DAY1 - 最初のWORK DAY

 
2021年7月2日、金曜日。
 
完全なる時差ボケで朝4時頃目が覚めた。だが、それでも既に外は明るかった。
7月のロンドンは日が長い。下手すると21時前まで明るいので、羽田から常に明るい場所を渡ってきた自分の目は
チカチカしていた。
 
稼働日なので、次々と社用携帯に先輩方の”始業連絡”が入ってくる。
UKオフィスは週2回程度の出勤、あとは在宅勤務で運用されているそうだ。
 
私はというと、21年7月現在、日本から英国への渡航者は最大で11日間の自主隔離が義務付けられている。
更に入国2日目、8日目にPCR検査の受検が必要で、
5日目に任意でPCR検査を受検し陰性であれば隔離を終えてもよい、”Test to release”と呼ばれる制度がある。

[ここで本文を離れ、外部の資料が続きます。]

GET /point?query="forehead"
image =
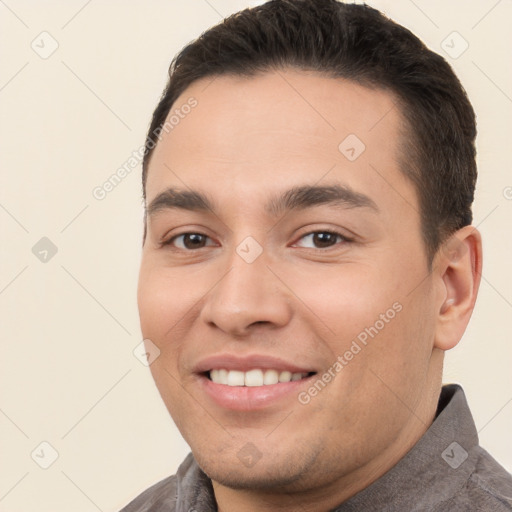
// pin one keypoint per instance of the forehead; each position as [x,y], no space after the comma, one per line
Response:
[279,128]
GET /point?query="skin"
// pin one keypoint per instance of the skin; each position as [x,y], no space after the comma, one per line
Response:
[247,139]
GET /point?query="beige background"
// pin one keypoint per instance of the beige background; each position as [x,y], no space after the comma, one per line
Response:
[69,325]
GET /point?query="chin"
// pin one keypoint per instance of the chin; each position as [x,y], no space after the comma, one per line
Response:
[284,472]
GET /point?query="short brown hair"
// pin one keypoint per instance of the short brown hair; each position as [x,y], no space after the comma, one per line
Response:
[358,43]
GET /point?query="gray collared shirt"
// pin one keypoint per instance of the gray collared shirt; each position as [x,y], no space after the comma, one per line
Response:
[446,470]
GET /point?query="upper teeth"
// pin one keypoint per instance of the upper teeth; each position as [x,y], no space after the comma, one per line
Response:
[253,377]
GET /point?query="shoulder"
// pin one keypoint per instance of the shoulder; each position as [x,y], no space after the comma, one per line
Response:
[160,496]
[489,487]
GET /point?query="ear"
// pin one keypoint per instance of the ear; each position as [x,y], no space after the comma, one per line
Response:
[459,268]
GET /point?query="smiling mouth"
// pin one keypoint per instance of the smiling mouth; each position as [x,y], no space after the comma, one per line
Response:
[253,378]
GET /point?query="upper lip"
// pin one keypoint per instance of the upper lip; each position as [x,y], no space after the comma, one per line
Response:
[245,363]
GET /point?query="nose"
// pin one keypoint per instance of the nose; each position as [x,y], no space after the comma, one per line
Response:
[248,295]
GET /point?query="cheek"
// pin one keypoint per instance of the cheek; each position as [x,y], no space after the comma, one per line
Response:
[161,301]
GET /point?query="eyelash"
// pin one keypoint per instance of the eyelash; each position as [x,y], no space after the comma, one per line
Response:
[344,239]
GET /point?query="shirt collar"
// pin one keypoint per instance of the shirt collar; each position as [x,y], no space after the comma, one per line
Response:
[431,472]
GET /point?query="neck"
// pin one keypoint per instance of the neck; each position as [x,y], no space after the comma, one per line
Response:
[329,494]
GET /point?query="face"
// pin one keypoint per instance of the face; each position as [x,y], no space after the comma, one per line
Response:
[307,263]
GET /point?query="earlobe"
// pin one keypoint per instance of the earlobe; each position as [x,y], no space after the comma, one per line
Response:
[459,266]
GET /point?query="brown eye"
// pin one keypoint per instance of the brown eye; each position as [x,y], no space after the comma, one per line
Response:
[324,239]
[188,241]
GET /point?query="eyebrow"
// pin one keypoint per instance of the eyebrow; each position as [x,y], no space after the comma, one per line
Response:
[296,198]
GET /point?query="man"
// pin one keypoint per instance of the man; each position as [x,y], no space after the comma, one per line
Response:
[308,258]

つまり最低でも6日間は隔離生活を強いられるということだ。
仮に5日目に陰性であっても、8日目のPCR検査は受けなければいけない。
 
上記の制度上、到着日はDAY0とされているため
このノートも日付を思い出しやすいようにそのような表記にしている。
 
とりあえず会社のメールは見れるが、よく分からないため目星をつけたものを開封したりしていた。
また、在宅勤務用のPCセットアップやもろもろITインフラ周りを整えた。
東京とやり取りするものもあり、しかし向こうは既に夕方であるため時間との戦いである。
時差ボケで何が何だかよく分からず、東京が定時過ぎであるのに平気でメールを送ってしまったりして
後から読んで恥ずかしかった。
 
オフィスの方々は隔離されている私のことをよく気にかけてくださり、
午後にはホテル側の手違い(?)で手配されなかったWifiの代替品を
先輩がわざわざ届けて下さった。
その際、何か買うものはあるか?と気遣ってくださり、昼過ぎからに強烈な眠気に襲われていた私は
エナジードリンクをお願いし、買ってきてもらった。
 
数日慌ただしかったということもあり、たった半日でも外の空気に触れないと心が澱んでいく気がする。
家にいる間は気づかないのだが、Wifiを受け取りに外に出て、先輩と話したら恐ろしく気が晴れたので
そう思った。
 
この日はちょうど開催されていたウィンブルドンの試合やBBCのショーをテレビで観た。
 
イギリスのCOVID-19陽性者数は2万人/日を超えているが、ワクチン接種が進んでいるため
「陽性になる人は、ワクチン打ってない人でしょ?」とでもばかりに街中の人間は皆マスクをしていない。
レストランも通常営業しており、6人以下の会食は良いそうだ。
隔離先のアパートメント1階がパブなのだが、15時を過ぎるとテラス席が設けられ
続々と人が集まり、つかの間の夏を楽しむかのようにビールを飲み始めるのであった。
 
だが数字だけ見ると陽性者数は日本の10倍以上なので、かなり違和感を感じてしまう。
またワクチンが膾炙している中で私はNon-Vaccinatedなので、周囲と同じテンションで過ごすと
すぐに罹るなと思われ、少し怖く、届く郵便物やエレベーターのボタンもなるべく消毒したり手で触らないようにしていた。
 
画面越しに見る限り、ウィンブルドンの会場でマスクをしている人はほぼ皆無であった。
入場の際、PCR陰性証明書かワクチン接種2回目から2週間以上経過していることが条件になると聞いた。
日本でもワクチンパスポートが検討されていると報道されており、こんな形で運用されていくのかなあと思った。
 
ただ、ワクチンは個人の意思に関わらず健康上の理由で打てない人もおり
一様にワクチンパスポートで遂行可否が決まるのは打てない人が少し可哀想だなと思ったりする。
 
いずれにせよ自分は副作用は嫌だが(普通のワクチンでもダメージが大きいため、高熱は絶対に出ると思われる)
とっとと打ちたい派なので、NHSのワクチン接種のページを眺め、来週以降の手続きの段取りを考えるなどした。
 
頂いたエナジードリンクを飲み干したものの、強烈な眠気には勝てず18時頃には床についてしまった。